DildonischeKunst

Schneckchen und sein Weg zur Kunst

19. Juli 2025

Von der Stille ins Licht – Schneckchens Weg zur Kunst.

Erst nach der Ehe begann ihr eigentliches Leben. Als „Schneckchen“ aus einer Beziehung voller Enge und negativen Elementen entkam, war sie körperlich und seelisch auf einem Tiefpunkt. Doch ein guter Freund reichte ihr die Hand – nicht mit großen Gesten, sondern mit leiser, stetiger Begleitung. Es war der Beginn eines neuen Weges. Die Kamera wurde ihr Rückzugsort, das Fotografieren ein Zufluchtsort vor dem Alltag. Mit jeder Aufnahme fand sie ein Stück Stabilität zurück. Doch dann kam die nächste Prüfung: Ein Krebs fraß sich in Ihr Leben. Nach der Operation war nicht nur der Körper geschwächt – auch ihr Gefühl als Frau, als weibliches Wesen, schien verloren. Die Wege durch die Natur, die ihr einst halfen, fielen ihr schwer. Also wagte sie etwas Neues: Statt selbst durch das Objektiv zu schauen, trat sie davor – vor die Kamera. Zögerlich zuerst, doch bald mit wachsender Freude. Sie fand Gefallen daran, sich in andere Rollen zu begeben, sich selbst aus anderen Blickwinkeln zu sehen – und zu fühlen. Das Modeln wurde nicht nur ein kreativer Ausdruck, sondern auch ein Weg der Heilung. Sie erkannte: Ihre Weiblichkeit lag nicht in einem Organ, sondern in ihrer Kraft, ihrer Sinnlichkeit, ihrem Mut. In dieser Zeit lernte sie auch die dildonische Kunst kennen. Und als sie gefragt wurde, ob sie als Model für diese außergewöhnlichen Holzexponate stehen wolle, fühlte sie sich geehrt.
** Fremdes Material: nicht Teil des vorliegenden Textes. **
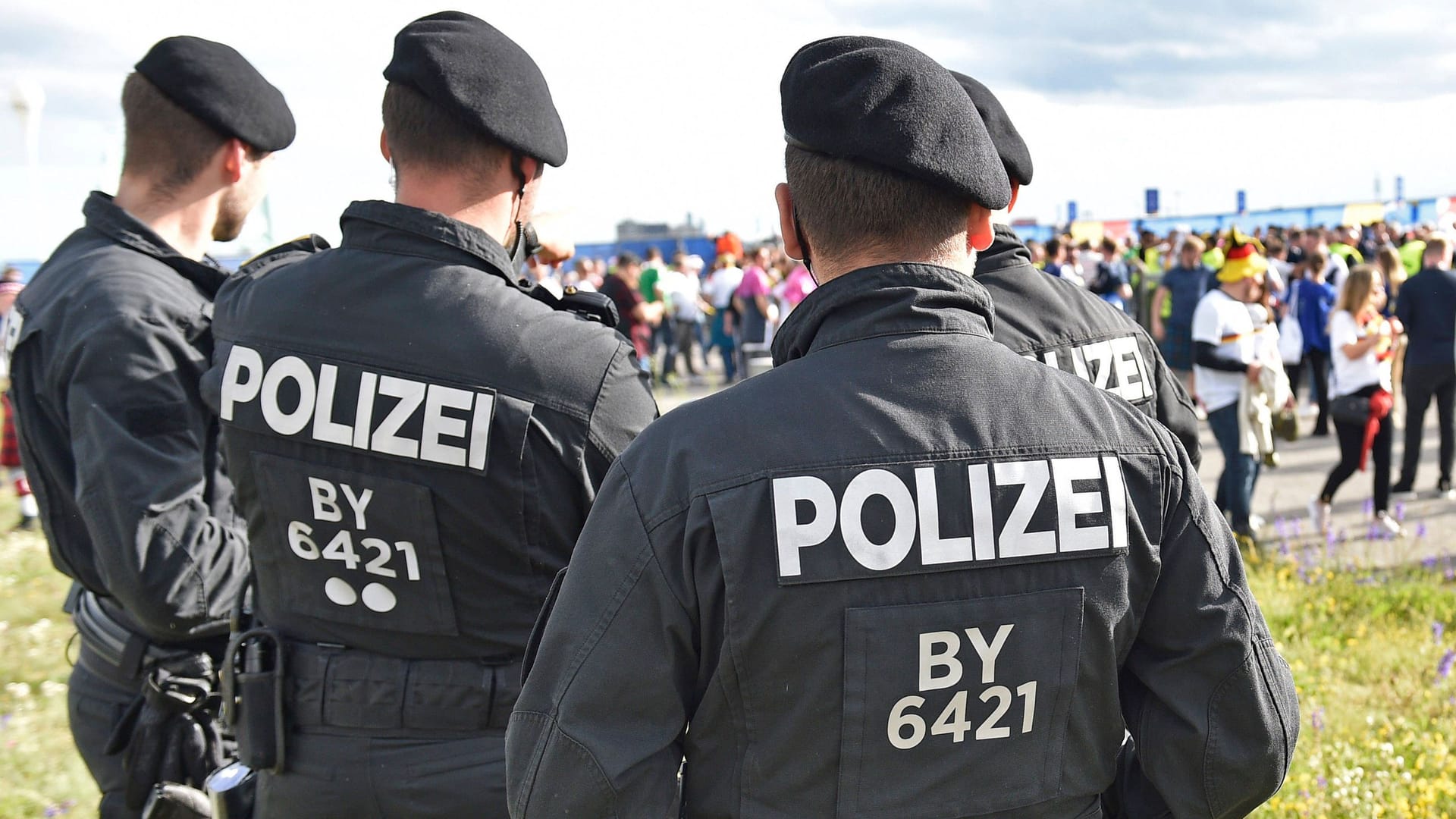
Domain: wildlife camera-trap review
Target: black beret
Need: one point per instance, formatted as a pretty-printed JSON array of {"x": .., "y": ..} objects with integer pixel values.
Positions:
[
  {"x": 478, "y": 74},
  {"x": 215, "y": 83},
  {"x": 883, "y": 102},
  {"x": 1008, "y": 142}
]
Denn sie erkannte in dieser Kunst dieselbe Tiefe wie in der Fotografie: Fantasie, Handarbeit, Sinnlichkeit. Keine Massenware, sondern Einzelstücke – wie jeder Mensch, wie jede Geschichte. Trotz weiterer Rückschläge – ein weiterer Krebskampf, der Kampf um die Gesundheit ihres Sohnes – blieb die Kunst der Bilder ein Leuchtturm. Ob in Form eines Fotos oder eines handgefertigten Objekts: Sie brachte Lebendigkeit zurück. „Niemand muss über Sex oder Dildos sprechen“, sagt sie heute. „Aber wir sollten darüber sprechen dürfen, was uns Freude, Kraft und Selbstverbindung schenkt.“ Als Model, als Künstlerin, als Frau hat „Schneckchen“ nicht nur ihre eigene Lust wiedergefunden – sondern auch eine Sprache für das, was oft im Verborgenen bleibt. Eine Sprache aus Licht, Holz, Fantasie – und stiller Stärke.

1 Kommentar

  1. Haniball

    Hallo ,
    Sehr schöne Bilder.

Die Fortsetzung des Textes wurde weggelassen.